Published in Productivity

Jonathan

The Effective Project Manager

October 5, 2025

This is the New (Better) Way to Measure Productivity

Redefine productivity beyond busyness. Learn how project managers and knowledge workers can shift from measuring hours and tasks to creating meaningful outcomes, reducing friction, and moving projects forward with clarity and impact.

For years, productivity has been defined by output: how many tasks you check off, how many meetings you attend, how many hours you log.

But as project managers and knowledge workers, this definition falls short.

Busyness is not the same as progress.

A new way to define productivity is this:

Productivity is the consistent creation of meaningful outcomes with the least amount of unnecessary friction.

Notice what this shifts:

  • From volume to impact. Productivity isn't about how many deliverables you crank out. But do those deliverables move the project closer to its goal?

  • From hours to clarity. Long workdays and stacked calendars often hide confusion. And inefficiency. True productivity is a sign of clear priorities and fewer distractions.

  • From activity to leverage. Instead of doing more, productivity is about setting up systems, processes, and conversations that multiply your efforts.

As a project manager, this means your productivity isn't measured by how many Jira tickets you touch, or how many reports you produce. But it's measured by whether your team is aligned, risks are surfaced early, and stakeholders trust the process.

Create value by thinking better. Often the most productive thing you can do is pause, reflect, and decide what not to do.

So here's the shift: stop asking "What did I get done today?" and start asking "What moved the project forward today?"

That's the new standard of productivity.

Making This Real: Your Action Plan

How do we move from measuring time and being obsessed with busyness to a new real way to define productivity? It's difficult to say for sure, but I've presented my outline here. Yours may be similar, it may be different, but I think you'll find some kernels of wisdom in these steps.

Start With Daily Habits

Transform your daily rhythm with these simple changes:

  • Change your end-of-day question from "What did I accomplish?" to "What moved us closer to the goal today?"

  • Add a purpose filter: Before starting any task, ask "How does this directly contribute to project success?" If you can't answer clearly, reconsider doing it. Imagine what would happen if you only worked on tasks that move the needle towards project success. No fluff.

  • Build in reflection time: Schedule 15-minute blocks to identify what you should stop doing. Stopping work is often your most productive decision.

I've found great success by writing down my three daily goals. I know that once I achieve these goals, the rest of the day flows more smoothly. It's also great to have a stack of achievements to look back on. I find it very motivating. You can have a look at the three daily goals template that I use myself by clicking on this link.

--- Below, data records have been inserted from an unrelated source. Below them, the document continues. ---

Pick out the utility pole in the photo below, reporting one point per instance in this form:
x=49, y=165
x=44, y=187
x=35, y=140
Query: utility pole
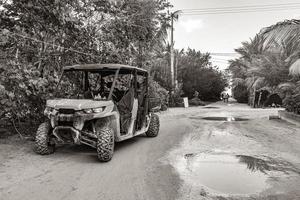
x=174, y=15
x=172, y=52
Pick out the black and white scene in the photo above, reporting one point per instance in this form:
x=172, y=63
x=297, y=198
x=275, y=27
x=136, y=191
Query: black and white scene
x=149, y=100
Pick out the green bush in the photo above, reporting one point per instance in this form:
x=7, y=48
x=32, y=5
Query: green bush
x=157, y=91
x=240, y=93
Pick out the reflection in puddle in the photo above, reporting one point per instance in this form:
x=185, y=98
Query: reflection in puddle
x=221, y=174
x=211, y=107
x=229, y=119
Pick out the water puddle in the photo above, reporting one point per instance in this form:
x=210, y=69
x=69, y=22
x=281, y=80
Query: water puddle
x=224, y=174
x=210, y=107
x=228, y=119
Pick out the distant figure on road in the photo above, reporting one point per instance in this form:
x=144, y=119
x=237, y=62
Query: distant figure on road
x=226, y=97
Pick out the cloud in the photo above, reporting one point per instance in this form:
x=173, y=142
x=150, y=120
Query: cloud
x=191, y=25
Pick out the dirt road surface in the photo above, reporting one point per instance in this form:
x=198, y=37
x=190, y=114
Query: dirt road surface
x=194, y=157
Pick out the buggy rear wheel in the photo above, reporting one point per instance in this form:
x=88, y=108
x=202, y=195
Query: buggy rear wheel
x=105, y=144
x=42, y=140
x=153, y=126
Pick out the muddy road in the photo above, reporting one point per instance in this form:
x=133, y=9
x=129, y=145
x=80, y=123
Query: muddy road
x=223, y=151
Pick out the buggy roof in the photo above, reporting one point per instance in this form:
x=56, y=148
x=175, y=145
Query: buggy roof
x=106, y=68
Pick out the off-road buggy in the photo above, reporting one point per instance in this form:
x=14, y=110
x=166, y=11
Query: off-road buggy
x=108, y=103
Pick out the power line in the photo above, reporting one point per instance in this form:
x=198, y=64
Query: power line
x=240, y=9
x=243, y=7
x=236, y=12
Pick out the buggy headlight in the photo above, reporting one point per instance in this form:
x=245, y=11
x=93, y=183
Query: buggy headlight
x=88, y=111
x=98, y=110
x=93, y=110
x=48, y=110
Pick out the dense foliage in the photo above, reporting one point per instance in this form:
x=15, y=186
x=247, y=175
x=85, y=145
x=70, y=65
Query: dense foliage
x=268, y=62
x=38, y=38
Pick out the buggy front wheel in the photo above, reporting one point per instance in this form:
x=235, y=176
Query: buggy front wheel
x=153, y=126
x=105, y=144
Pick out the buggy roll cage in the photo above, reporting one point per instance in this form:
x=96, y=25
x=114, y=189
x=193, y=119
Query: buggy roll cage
x=106, y=70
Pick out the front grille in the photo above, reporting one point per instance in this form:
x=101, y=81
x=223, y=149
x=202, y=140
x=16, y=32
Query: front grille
x=65, y=123
x=66, y=135
x=66, y=111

[Three Big Goals Daily Template]

For Project Managers: New Success Metrics

Stop measuring yourself by task completion. Instead:

  • Measure team clarity: Regularly ask team members "Do you know what success looks like this week?" Your job is ensuring they can answer confidently

  • Create a friction log: Track recurring obstacles that slow the team down, then systematically eliminate them. This multiplies everyone's productivity

  • Focus status meetings differently: Discuss blockers and decisions needed rather than work completed. Progress reports don't move projects forward. Removing obstacles moves projects forward.

System-Level Improvements

Make friction reduction systematic by working at a higher level than just your individual inputs:

  • Audit your regular deliverables: Examine reports, meetings, and updates. Eliminate those that don't influence decisions or improve alignment

  • Build early warning systems: Instead of just tracking progress, create alerts for emerging risks. Prevention beats reaction

  • Reduce decision fatigue: Create templates and processes for routine choices so mental energy goes to what matters

Start Small, Build Momentum

Pick one change and try it for a week. The reflection habit or friction log work well because they don't require changing how others work.

You might discover that your most productive days aren't your busiest ones.

You might also find yourself with less stress, and more success.

Remember: the goal isn't to do more things. It's to do the right things with less waste.